Compressing Sound

Newton Developer Technical Information: Newton Programmer's Guide: 2.1 OS Addendum /: Chapter 7 - Sound / Using Sound

Compressing Sound
On the Newton 2.1 OS, you can play compressed sounds and record sound, compressing it on the fly. You control sound compression by setting slots in the sound frame; for a complete description of sound frame slots, see "Sound Frame". The key slots controlling sound compression include:

sndFrameType, specifying whether or not to use a codec
codecName, identifying the codec to use
bufferCount, setting how many codec buffers to allocate
bufferSize, setting the size of each codec buffer in bytes
compressionType, specifying the compression type if a codec is not used
samplingRate, specifying the number of samples per second to play or record
compressionRatio, an optional slot specifying the compression ratio for user interface updating
You can compress and decompress sound using one of the built-in codecs, as described in the following subsections.
In addition to using compression, you can control the resulting size of recorded sounds by varying the sampling rate used when recording.

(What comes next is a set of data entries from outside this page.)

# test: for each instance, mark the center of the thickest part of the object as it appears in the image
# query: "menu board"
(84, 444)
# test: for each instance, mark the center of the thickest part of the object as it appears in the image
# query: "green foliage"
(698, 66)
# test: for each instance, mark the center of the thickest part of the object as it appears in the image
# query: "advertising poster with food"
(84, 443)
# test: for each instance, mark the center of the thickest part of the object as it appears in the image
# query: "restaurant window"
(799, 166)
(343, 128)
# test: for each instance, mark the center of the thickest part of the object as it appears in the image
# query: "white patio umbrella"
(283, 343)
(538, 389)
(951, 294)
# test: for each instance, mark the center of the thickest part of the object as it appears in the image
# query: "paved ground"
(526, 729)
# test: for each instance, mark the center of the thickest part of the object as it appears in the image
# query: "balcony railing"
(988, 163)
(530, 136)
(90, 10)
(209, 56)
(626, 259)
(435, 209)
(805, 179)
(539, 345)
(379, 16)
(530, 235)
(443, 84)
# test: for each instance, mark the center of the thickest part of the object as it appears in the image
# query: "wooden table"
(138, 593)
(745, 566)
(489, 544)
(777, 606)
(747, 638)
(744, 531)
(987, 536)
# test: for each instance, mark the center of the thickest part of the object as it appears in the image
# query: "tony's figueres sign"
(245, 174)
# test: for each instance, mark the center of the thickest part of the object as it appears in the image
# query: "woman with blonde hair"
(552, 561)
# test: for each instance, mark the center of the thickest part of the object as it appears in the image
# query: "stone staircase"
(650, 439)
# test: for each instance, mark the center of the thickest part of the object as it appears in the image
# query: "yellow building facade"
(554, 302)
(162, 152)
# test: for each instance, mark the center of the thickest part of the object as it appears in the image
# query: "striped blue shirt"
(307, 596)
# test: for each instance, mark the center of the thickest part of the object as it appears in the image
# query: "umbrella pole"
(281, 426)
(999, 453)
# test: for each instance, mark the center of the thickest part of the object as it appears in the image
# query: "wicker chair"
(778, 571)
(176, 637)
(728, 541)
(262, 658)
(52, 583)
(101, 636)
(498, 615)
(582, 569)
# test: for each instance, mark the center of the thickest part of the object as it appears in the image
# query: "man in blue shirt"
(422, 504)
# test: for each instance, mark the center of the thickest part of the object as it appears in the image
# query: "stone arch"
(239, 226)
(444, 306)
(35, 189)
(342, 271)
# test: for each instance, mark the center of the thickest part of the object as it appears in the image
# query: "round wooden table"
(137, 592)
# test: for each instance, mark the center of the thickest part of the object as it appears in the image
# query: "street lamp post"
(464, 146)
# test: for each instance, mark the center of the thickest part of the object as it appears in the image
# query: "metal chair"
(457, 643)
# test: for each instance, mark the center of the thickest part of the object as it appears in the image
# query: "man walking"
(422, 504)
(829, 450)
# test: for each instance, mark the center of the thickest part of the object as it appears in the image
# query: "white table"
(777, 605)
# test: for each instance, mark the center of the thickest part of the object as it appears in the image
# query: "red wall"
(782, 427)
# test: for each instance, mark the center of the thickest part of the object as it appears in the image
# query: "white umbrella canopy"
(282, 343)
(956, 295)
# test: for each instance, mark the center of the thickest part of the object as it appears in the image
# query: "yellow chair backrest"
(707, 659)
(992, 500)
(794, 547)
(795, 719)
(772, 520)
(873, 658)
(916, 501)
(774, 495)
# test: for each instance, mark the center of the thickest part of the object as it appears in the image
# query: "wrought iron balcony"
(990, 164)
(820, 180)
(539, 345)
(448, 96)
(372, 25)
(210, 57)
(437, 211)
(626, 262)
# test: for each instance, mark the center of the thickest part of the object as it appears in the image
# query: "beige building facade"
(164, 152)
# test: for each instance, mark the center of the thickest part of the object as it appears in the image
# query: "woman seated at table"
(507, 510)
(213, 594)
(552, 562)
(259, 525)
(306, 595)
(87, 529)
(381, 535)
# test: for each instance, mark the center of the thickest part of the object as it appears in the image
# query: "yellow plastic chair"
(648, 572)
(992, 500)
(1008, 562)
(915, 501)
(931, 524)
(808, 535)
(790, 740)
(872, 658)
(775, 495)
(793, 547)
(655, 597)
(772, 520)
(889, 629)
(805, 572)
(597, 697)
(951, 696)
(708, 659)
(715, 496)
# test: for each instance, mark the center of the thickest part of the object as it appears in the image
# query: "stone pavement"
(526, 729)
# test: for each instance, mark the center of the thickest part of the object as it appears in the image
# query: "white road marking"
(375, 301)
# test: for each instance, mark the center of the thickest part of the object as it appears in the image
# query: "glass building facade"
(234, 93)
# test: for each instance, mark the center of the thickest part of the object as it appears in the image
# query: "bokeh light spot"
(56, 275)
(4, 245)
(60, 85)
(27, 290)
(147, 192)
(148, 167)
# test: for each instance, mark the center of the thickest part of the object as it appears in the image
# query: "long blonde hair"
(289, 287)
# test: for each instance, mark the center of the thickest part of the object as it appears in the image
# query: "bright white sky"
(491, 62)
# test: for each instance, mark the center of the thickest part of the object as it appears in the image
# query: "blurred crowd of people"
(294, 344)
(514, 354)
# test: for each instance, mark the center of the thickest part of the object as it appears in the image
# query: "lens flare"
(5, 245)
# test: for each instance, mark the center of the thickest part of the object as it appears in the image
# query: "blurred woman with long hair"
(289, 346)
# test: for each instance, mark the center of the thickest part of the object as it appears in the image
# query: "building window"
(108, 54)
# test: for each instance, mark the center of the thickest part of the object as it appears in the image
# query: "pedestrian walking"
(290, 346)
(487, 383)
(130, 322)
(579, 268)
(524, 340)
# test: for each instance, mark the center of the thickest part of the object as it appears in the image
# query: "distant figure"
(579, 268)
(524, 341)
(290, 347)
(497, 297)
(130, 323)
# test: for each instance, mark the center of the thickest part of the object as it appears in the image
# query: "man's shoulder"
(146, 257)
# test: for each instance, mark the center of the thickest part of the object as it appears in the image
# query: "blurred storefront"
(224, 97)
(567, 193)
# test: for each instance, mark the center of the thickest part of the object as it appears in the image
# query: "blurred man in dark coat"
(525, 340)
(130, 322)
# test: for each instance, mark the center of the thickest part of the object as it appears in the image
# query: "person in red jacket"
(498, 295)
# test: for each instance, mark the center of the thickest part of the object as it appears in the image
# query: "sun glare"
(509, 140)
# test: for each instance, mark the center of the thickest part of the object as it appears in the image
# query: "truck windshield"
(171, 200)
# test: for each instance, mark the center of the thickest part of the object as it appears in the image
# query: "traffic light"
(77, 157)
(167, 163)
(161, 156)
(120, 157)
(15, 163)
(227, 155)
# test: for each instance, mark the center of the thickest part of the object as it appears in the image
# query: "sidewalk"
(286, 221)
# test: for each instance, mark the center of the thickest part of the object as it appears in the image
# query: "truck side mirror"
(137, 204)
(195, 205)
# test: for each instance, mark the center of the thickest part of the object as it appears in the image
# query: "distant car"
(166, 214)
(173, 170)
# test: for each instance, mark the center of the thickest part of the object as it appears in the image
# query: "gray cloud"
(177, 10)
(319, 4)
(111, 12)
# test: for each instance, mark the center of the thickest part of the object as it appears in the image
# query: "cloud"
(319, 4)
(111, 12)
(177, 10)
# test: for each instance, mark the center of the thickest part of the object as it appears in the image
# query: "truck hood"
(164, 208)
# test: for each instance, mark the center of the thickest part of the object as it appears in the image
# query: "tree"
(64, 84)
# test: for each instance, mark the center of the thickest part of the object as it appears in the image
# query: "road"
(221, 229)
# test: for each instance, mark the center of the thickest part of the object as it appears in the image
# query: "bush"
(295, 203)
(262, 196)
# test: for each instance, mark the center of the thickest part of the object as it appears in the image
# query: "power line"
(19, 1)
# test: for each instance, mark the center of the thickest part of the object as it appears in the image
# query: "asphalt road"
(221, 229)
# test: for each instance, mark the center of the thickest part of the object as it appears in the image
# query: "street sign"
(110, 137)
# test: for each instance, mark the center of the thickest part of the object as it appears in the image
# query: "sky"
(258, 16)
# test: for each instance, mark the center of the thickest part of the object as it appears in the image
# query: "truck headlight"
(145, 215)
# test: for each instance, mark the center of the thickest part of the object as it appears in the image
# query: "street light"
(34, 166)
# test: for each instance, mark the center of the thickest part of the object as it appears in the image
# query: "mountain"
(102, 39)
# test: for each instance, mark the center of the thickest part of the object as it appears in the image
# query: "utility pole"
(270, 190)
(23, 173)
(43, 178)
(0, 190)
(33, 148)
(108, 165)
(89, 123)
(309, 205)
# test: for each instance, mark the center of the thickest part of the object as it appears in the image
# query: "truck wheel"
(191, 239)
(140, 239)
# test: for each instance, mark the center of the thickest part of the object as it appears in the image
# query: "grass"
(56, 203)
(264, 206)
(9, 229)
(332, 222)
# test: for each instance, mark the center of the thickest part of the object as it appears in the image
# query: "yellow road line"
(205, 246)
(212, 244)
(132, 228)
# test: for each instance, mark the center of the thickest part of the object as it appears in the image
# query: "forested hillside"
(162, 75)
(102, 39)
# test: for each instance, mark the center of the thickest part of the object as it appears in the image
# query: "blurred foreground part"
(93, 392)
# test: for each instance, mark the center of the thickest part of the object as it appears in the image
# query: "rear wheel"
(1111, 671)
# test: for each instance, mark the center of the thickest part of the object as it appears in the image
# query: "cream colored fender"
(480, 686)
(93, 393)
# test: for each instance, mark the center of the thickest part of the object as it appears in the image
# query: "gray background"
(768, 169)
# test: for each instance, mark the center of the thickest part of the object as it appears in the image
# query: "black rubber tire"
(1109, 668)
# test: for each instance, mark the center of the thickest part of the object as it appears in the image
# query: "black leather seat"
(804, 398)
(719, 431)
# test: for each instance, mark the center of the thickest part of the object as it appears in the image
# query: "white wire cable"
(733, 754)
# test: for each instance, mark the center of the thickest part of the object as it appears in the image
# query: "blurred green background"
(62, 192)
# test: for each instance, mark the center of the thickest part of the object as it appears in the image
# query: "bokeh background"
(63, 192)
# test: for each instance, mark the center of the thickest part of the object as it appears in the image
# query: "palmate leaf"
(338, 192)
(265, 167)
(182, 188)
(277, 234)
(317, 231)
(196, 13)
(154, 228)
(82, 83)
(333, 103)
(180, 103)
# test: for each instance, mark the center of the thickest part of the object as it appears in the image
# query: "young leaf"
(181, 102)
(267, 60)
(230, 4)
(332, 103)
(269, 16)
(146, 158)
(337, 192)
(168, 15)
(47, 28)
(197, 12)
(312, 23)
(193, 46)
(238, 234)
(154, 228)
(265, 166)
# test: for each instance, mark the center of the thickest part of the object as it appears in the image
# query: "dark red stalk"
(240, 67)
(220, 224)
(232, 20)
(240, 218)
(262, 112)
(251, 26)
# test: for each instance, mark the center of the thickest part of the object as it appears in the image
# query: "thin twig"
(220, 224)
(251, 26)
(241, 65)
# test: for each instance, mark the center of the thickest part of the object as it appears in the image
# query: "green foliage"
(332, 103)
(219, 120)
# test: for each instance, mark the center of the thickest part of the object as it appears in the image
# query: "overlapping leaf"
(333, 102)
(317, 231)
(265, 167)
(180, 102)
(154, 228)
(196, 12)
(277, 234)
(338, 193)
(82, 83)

The highest quality sound results from using a sampling rate of 21600, however, this also uses the most storage. You can use lower sampling rates to decrease the size of the resulting sound object, with some loss of quality. Reasonable sampling rates are 8000 on the MessagePad 2000 unit and 10000 on the eMate 300 unit.
Note that playing back a sound at a sampling rate different from that at which it was recorded shifts the sound's pitch.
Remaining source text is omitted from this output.